The Health Home social worker will communicate with external organizations in the community, as well as on-site providers to facilitate adherence to the care plan (e.g. transportation, legal, housing, appointment adherence). The Health Home social worker is also responsible for educating patients/family caregivers on how to navigate the health system, connecting them to resources, and empowering them to use these resources. The Health Home social worker will visit patients in their home or accompany patients to appointments as needed. The Health Home social worker, along with the care team, is responsible for referring high risk patients with continued health management issues to the high risk interdisciplinary team, which will discuss the case and explore other options. For common patients, the Health Home social worker communicates with care coordinators in other MSHS programs to ensure collaborative and streamlined work. The Health Home Social Worker will document in the Electronic Medical Record according to Health Home specifications and utilize other electronic systems to support the work.
New York State LMSW or LCSW required.
Exceptional skills in engaging patients and families and in assessment and coordination of resources within families and hospital and community networks for effective management of patient care.

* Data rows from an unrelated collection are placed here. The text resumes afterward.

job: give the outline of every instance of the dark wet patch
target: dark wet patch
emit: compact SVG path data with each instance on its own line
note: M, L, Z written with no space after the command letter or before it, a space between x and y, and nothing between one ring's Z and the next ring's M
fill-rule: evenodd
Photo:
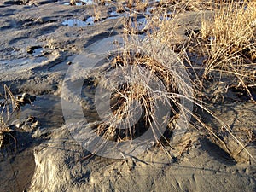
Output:
M78 27L83 27L83 26L86 26L88 25L91 25L93 24L93 20L91 20L91 22L90 21L83 21L80 20L77 20L77 19L73 19L73 20L64 20L62 22L62 25L64 26L78 26Z
M207 138L200 140L201 148L218 161L229 166L235 166L236 161L224 149Z

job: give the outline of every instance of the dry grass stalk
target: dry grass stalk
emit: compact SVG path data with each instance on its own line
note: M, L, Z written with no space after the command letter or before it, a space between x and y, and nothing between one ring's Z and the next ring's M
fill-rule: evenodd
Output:
M252 24L256 20L256 3L220 3L213 20L202 22L202 38L208 42L205 77L212 71L235 77L237 85L247 90L255 85L256 39Z
M15 131L8 126L8 124L20 112L17 100L6 85L4 85L4 102L0 113L0 148L8 145L11 139L16 143L16 139L14 137Z

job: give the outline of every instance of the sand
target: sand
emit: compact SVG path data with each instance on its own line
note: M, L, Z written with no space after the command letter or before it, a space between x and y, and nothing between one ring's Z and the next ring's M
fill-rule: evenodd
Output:
M122 20L120 15L110 18L113 8L107 5L101 7L103 20L93 25L72 20L67 24L73 26L66 26L64 21L73 19L86 21L93 15L93 6L68 6L65 3L67 1L0 3L1 84L10 86L15 96L24 92L36 96L32 105L21 108L18 120L22 122L32 115L40 122L33 131L17 131L16 149L9 146L1 154L0 191L256 190L255 161L244 151L234 158L234 141L223 137L233 150L229 154L199 125L197 129L189 127L181 143L172 148L154 146L138 156L124 155L119 160L90 155L68 131L79 125L90 126L98 120L90 100L94 88L90 81L101 77L108 68L104 58L109 49L115 49L113 44L123 31ZM199 15L200 12L186 13L180 20L194 26L188 20ZM181 39L187 38L185 30L178 32ZM34 46L41 49L28 53ZM80 101L61 95L63 81L70 66L81 55L89 64L101 62L85 72L88 82L84 89L90 91L85 91L82 105L87 121L76 122L74 113L73 124L67 124L61 102ZM221 86L212 84L206 92L218 101L221 96L216 96L216 87ZM0 93L3 94L2 86ZM239 101L232 92L224 96L224 104L216 102L212 108L217 116L224 119L241 140L247 137L247 130L253 129L255 133L255 104L247 99ZM220 126L209 116L204 120L216 129ZM246 149L255 157L255 142Z

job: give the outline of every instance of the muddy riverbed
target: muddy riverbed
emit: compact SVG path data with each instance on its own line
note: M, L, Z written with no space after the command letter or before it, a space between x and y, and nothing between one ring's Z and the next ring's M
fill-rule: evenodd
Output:
M107 3L99 8L102 19L94 22L93 3L0 3L0 83L9 86L15 96L25 92L36 96L9 124L29 116L40 123L32 131L17 131L16 143L12 141L3 150L0 191L255 191L255 161L247 157L250 160L238 162L200 129L189 127L177 148L156 146L138 157L124 154L121 160L91 155L74 139L71 130L101 120L95 109L95 84L101 73L112 67L110 51L116 53L124 45L125 13L119 14ZM189 20L198 17L199 13L189 12L183 22L191 25ZM138 21L143 32L144 16L138 16ZM183 39L187 38L184 31L179 32ZM138 38L143 39L145 33L139 33ZM75 67L81 61L85 72L68 76L71 70L79 69ZM73 83L73 77L84 74L82 97L65 97L65 80ZM208 86L209 94L219 99L215 85ZM0 94L4 95L2 85ZM255 104L233 92L225 96L224 104L212 108L216 115L235 131L242 127L255 134ZM63 110L68 106L63 107L63 100L83 106L86 120L78 124L79 114L70 108L73 122L67 123ZM205 118L209 125L217 125ZM247 150L255 158L255 142Z

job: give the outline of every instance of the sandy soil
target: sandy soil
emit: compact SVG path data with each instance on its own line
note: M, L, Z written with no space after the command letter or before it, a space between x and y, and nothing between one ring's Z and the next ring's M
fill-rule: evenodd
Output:
M189 127L175 148L164 150L156 146L138 158L124 156L123 160L94 155L84 158L90 152L68 131L68 126L79 125L65 125L62 113L62 83L69 68L67 63L73 65L81 53L84 54L84 59L92 62L96 58L103 58L106 49L108 50L118 38L116 35L122 32L121 17L110 18L114 8L102 6L103 20L69 26L62 22L71 19L86 20L93 15L93 6L71 7L65 5L67 1L64 0L32 0L26 4L15 2L18 1L0 3L0 82L10 86L15 96L24 92L37 96L32 105L22 107L19 120L32 115L40 125L32 132L17 131L16 149L9 146L2 153L0 191L256 190L255 161L244 154L241 154L242 157L231 157L213 143L199 125L198 129ZM200 13L185 15L181 17L182 22L194 20L191 15L199 17ZM198 24L194 27L198 28ZM186 38L185 30L179 33L181 38ZM29 53L33 47L41 49ZM107 60L102 61L93 72L88 71L88 81L100 77L106 69ZM87 88L90 89L89 85ZM222 96L214 92L218 89L224 88L212 84L206 92L218 101ZM0 93L3 94L3 87ZM90 92L86 93L87 99L82 105L90 123L83 125L90 126L97 117L93 101L90 100ZM212 109L232 127L236 137L243 139L246 134L242 134L241 128L245 132L248 129L255 131L255 104L246 99L239 101L232 92L224 96L225 102ZM80 102L75 97L64 99ZM213 119L204 119L209 125L219 128ZM233 143L230 145L234 146ZM247 150L255 157L255 142ZM168 156L167 152L173 155Z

Exceptional organizational, collaborative and psychosocial assessment and intervention skills.
Interest in being part of an innovative initiative to improve the quality of care by addressing barriers to primary and specialist care, preventable Emergency Department visits and hospital admissions/readmissions.
Hospital experience preferred.
Proficiency in MS Office: Word, Excel, Outlook. Ability to learn hospital ambulatory scheduling system, electronic medical record and specific care coordination applications.
Bilingual: English/Spanish preferred.
Mount Sinai Medical Center is an equal opportunity/affirmative action employer. We recognize the power and importance of a diverse employee population and strongly encourage applicants with various experiences and backgrounds. Mount Sinai Medical Center--An EEO/AA-D/V Employer.